The owner, one of three siblings, told us at length about how much he thought the house was worth.  He then went onto describe the agricultural activities on which the 300 hectare estate earned its living.  An hour went by.  I was sitting in the sun and the urge to doze was strong.  The cat took to spiking my legs.  The owner banged on about cereal production. There is no one like an organic farmer for being passionate about his product.  When his phone rang, at the end of an hour and a half when we had still not made it out of the drawing room, I hissed at my colleague to speed it up or we would never be done in daylight.

We set off around the house.  Downstairs was impressive but things started going awry by the first floor.  The original wiring was silk cord and there had been a fire.  The electrician had dug out a channel to replace the wiring and had re plastered in glaringly white plaster. It snaked in an ugly fashion over the wall next to the galleried landing.  Most of the twenty bedrooms were narrow with only five being presentable.  The bathrooms were old fashioned.  We went up to the top floor and the bedrooms became even narrower, turn of the 20th century electrics, and plaster falling like dandruff from the ceilings.  I have yet to go in a chateau where the ceilings aren't flaking.
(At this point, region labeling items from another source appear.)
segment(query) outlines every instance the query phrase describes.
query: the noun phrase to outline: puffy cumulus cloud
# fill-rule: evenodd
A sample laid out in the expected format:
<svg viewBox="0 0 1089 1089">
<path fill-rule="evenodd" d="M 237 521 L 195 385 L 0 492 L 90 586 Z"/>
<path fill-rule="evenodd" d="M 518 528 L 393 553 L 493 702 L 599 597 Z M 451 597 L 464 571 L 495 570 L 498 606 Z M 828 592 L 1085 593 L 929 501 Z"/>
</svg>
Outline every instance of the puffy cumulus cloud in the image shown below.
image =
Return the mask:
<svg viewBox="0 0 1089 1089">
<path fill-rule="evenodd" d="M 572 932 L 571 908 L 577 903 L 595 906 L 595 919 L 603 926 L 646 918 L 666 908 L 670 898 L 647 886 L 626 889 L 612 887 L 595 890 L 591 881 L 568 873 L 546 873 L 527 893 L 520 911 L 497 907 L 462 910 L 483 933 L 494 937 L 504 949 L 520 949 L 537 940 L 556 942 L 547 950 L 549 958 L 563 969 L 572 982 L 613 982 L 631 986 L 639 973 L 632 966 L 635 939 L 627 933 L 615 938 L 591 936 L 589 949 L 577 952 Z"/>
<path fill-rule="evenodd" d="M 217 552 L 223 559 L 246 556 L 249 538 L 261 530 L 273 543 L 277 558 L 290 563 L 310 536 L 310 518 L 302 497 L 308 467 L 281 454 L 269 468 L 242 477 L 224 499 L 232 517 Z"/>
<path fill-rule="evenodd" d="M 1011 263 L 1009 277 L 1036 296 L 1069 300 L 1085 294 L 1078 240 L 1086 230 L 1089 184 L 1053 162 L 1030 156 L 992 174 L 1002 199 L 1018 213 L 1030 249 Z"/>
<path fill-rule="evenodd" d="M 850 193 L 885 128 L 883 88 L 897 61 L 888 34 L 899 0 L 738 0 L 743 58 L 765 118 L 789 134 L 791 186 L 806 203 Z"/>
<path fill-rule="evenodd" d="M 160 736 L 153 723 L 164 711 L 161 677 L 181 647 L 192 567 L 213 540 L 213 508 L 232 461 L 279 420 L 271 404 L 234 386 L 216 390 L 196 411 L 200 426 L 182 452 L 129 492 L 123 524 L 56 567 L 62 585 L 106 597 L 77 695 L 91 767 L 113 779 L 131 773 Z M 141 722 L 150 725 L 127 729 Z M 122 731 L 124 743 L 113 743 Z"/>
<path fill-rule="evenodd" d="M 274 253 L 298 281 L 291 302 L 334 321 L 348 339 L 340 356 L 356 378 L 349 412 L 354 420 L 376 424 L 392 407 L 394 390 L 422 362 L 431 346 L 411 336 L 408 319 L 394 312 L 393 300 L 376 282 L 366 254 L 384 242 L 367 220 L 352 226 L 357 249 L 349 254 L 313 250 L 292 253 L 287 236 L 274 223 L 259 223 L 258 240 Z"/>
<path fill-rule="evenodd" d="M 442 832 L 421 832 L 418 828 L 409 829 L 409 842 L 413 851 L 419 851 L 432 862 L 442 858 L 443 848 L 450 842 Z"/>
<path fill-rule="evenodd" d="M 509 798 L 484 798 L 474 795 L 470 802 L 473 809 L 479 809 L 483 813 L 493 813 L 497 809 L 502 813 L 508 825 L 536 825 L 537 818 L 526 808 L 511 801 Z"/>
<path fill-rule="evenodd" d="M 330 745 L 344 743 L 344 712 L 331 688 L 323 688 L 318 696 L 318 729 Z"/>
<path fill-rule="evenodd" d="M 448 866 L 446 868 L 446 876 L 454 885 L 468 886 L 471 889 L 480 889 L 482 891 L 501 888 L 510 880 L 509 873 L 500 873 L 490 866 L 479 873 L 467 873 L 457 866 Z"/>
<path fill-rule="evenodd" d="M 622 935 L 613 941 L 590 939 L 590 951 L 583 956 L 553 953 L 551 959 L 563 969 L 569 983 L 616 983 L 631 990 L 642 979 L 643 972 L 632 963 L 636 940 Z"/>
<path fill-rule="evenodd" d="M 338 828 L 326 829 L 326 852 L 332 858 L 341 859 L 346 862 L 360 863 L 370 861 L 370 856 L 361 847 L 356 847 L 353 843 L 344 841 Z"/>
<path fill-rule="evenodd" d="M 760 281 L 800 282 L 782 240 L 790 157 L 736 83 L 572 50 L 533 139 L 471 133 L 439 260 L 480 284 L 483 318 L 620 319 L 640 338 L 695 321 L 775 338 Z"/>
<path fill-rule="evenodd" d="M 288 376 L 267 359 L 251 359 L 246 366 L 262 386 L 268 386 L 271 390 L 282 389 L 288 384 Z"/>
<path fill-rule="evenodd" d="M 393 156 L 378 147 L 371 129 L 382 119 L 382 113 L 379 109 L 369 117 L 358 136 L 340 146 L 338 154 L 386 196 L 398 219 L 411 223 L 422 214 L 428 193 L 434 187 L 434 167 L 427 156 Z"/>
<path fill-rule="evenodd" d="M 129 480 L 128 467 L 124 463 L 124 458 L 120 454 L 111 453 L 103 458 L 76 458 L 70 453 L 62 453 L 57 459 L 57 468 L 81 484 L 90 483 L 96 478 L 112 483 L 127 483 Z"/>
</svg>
The kitchen, which had yet to emerge from the 19th century, was in the lower ground floor and boasted a magnificent range which was covered in rust.  There were stockrooms and storerooms and a room full of concrete washing bays where all of the household laundry would have been done.

Then onto the outbuildings - 20 horseboxes, stable boys accommodation, managers house and guardians house and gardeners accommodation.  There must have been far more staff than family.  The horse boxes were piled up with the grain produced by the estate.  It would not be difficult for vermin to get into it.

By this time, we had been there nearly three hours and nothing had been actually measured so, when the owner suggesting driving around the 300 hectares, I grabbed my book and pen and said I would measure up.  Can you imagine trying to keep track of which rooms you had done in a house with as many corridors as a maze?  I devised rapidly a system of leaving on the light in the room I had noted and then, when all the lights were on, switching them all off and going to the next floor.  The floors were very slippy and the hall carpet was like the luge.

My colleague and the owner came back eventually and it was 3 pm and he hadn't even so much as offered us a glass of water.  We managed to escape and had steak frites in a local bar.  I said I was very disappointed in the property, especially as it transpired that the actual machinery and business was owned by separate companies and were not included in the price required.  The land value was double actual local values.  I thought more like 3.5 million.  The electricity was botched, the roof was patched and the whole place needs replastering.  No proper kitchen and all the bathrooms ancient.  Not impressed.

Back home and felt knackered.  Had to peel many prawns and ring up suspects.  Watched penultimate episode of the Last Kingdom.  That was rather disappointing too.